Jabulani Rehab Centre residents in dire need of financial assistance.

LIVING in limbo, not knowing what the future holds, residents at Jabulani Rehabilitation Centre are taking it one day at a time, hoping for a miracle.

In March, the Zululand Observer reported that the centre was being put up for sale because the Association for the Physically Challenged (APC), who run the centre, are in desperate need of funding.

However, there still has been no noticeable help forthcoming to keep it afloat.

D.I.C.E. (Do I Care Enough?), the welfare arm of the Zululand Observer, have visited the centre with donations of food parcels, clothing and blankets, while Richards Bay Engineering donated R4 500 for the purchase of skins for leather work, with another organisation donating R2 000 for residents to buy more materials for their handcrafts.

APC Chairperson Jane Chennells said the centre is in desperate need of financial assistance to keep it going, at least until all its residents are safely accommodated at Dumisane Makhaye Village, outside Ngwelezane.
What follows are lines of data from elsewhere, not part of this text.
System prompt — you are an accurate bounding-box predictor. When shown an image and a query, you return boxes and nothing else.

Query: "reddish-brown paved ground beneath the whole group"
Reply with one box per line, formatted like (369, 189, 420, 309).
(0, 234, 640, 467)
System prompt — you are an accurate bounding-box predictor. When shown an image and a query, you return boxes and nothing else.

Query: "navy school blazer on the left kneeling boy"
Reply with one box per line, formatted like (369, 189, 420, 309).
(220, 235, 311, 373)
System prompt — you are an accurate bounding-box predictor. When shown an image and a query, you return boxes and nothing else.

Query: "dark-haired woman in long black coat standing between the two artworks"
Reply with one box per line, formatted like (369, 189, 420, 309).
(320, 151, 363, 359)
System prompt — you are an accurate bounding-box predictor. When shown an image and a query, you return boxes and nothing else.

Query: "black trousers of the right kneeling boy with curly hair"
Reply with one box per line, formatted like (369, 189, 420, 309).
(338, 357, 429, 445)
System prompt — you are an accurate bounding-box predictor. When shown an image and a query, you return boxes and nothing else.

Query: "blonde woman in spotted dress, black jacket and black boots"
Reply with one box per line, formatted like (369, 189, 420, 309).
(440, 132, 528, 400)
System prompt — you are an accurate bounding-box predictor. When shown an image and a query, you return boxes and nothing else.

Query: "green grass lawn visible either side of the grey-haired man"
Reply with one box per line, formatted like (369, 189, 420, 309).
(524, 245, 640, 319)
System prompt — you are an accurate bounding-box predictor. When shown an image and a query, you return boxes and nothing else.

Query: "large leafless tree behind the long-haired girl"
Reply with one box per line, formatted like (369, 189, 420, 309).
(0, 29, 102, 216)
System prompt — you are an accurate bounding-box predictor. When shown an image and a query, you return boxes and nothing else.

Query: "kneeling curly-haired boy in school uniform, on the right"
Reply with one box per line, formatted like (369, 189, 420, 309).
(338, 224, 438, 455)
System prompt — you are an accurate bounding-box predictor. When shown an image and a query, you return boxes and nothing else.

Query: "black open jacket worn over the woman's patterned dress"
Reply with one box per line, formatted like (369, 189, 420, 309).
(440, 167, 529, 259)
Centre needs financial help

‘Of the 22 residents who use the workshop facility for their handiworks, 11 have been allocated government RDP houses at Dumisane Makhaye Village, and the remainder have been put on a waiting list of houses in the government’s next phase, and these currently stay at the centre.

‘Those staying at the village constantly require transport to commute from the centre and their homes, which costs a lot of money.

‘Even though the government pays an allowance for each resident attending the workshop, this is not enough to keep it afloat, and our biggest wish is for all of them to get housing at the village, and maybe a new workshop built near their homes.

‘Our main focus is to re-integrate them back into a normal society so they become part and parcel of a bigger community, instead of them being isolated, vulnerable, and far from facilities such as shops and clinics,’ said Jane.

She said APC is a provincial NPO, with branches at Newcastle, Pietermaritzburg and other parts of KZN, and their biggest challenge is lack of funding, which would enable them to cater for the needs of those unable to help themselves.